The treated rats also exhibited increased levels of the stress hormones corticosterone and corticotrophin after an injection of saline, and had higher-than-normal resting levels of corticosterone and corticotrophin-releasing factor, or CRF. Blocking the animals' ability to perceive sensation from their gut with a drug did not affect their behavior, indicating that the rats were not responding to ongoing pain. In contrast, inhibiting the activity of CRF, which is known to be associated with depression in humans and animals, caused the treated rats to behave more normally in the tests.
"It seems that when the rats are exposed to gastric irritation at the appropriate point in time," said Pasricha, "there is signaling across the gut to the brain that permanently alters its function."
The researchers are now planning to investigate exactly how that signaling is initiated and acts in the brain, and whether it might be possible to develop new ways to treat depression and anxiety in humans.
"We'd like to know whether the vagus nerve is involved, and confirm what changes may occur in the brain in response to this signal," said Pasricha. "The vast majority of humans don't experience any long-lasting consequences from transient infections. But there may be subset of patients who are genetically predisposed to this effect by mechanisms we don't yet understand yet. Our hope is that this work will open another avenue for exploring, understanding and treating these very complex syndromes."

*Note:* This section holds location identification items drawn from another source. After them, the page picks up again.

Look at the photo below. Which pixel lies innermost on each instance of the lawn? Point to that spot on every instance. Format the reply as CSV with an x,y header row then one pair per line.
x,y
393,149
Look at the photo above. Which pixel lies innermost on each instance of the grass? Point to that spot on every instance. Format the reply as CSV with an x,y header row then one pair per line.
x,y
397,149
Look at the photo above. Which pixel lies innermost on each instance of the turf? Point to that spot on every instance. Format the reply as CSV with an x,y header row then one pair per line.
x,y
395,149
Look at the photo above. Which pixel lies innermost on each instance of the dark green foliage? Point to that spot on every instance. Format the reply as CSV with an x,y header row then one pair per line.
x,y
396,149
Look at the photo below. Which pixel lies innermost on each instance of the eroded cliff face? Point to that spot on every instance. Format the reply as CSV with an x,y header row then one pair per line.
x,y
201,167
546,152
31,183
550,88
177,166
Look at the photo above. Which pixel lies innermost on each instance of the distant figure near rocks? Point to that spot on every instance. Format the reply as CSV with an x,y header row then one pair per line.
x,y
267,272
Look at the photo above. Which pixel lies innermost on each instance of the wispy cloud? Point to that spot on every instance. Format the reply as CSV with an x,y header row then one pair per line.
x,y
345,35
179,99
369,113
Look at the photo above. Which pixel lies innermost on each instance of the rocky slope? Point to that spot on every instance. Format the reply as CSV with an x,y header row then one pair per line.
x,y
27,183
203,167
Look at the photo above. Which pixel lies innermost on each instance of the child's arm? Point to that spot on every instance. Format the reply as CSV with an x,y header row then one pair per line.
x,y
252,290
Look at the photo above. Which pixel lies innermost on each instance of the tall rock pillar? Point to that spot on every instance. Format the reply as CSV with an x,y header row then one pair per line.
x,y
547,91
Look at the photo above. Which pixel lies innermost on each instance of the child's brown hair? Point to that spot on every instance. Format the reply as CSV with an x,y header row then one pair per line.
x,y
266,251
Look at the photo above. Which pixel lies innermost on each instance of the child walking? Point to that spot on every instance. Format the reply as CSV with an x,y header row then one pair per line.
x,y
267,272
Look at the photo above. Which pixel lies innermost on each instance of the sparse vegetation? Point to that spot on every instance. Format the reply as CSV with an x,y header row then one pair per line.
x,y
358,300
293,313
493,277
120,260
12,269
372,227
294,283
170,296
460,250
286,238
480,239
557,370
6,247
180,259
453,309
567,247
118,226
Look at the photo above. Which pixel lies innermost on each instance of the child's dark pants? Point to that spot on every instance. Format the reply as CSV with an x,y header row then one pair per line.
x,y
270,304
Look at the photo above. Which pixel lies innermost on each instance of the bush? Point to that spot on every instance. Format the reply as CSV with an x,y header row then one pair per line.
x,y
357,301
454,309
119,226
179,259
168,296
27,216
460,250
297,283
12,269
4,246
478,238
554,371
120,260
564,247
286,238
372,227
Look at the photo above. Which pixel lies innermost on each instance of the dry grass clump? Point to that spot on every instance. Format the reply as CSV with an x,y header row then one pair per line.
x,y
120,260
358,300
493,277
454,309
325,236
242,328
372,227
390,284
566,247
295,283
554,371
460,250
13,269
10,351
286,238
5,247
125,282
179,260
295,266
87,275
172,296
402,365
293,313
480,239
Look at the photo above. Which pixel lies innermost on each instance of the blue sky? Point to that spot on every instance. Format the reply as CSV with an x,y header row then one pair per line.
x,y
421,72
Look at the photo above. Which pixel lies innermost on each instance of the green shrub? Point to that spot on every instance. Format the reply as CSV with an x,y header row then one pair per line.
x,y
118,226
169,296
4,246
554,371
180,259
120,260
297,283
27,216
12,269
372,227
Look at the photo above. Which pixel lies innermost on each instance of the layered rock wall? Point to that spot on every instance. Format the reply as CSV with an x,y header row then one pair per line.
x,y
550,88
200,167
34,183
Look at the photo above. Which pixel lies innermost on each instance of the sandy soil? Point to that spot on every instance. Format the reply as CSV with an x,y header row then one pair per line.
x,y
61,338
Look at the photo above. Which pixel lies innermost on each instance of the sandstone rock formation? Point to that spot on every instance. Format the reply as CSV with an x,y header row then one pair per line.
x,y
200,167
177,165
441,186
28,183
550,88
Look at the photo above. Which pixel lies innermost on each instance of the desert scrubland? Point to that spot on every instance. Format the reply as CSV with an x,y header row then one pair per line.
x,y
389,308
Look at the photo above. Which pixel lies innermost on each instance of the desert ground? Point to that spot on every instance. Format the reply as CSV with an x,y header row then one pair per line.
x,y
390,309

In particular, electrical stimulation of the vagus nerve has recently been approved by the Food and Drug Administration for treatment-resistant depression; this research may help researchers better understand and optimize this new approach.
In addition to Pasricha and Liu, other Stanford researchers involved in the work include Robert Sapolsky, PhD, the John A. and Cynthia Fry Gunn Professor, and Kshama Mehta, PhD, an instructor in gastroenterology and hepatology. The research was funded by Stanford's Department of Medicine.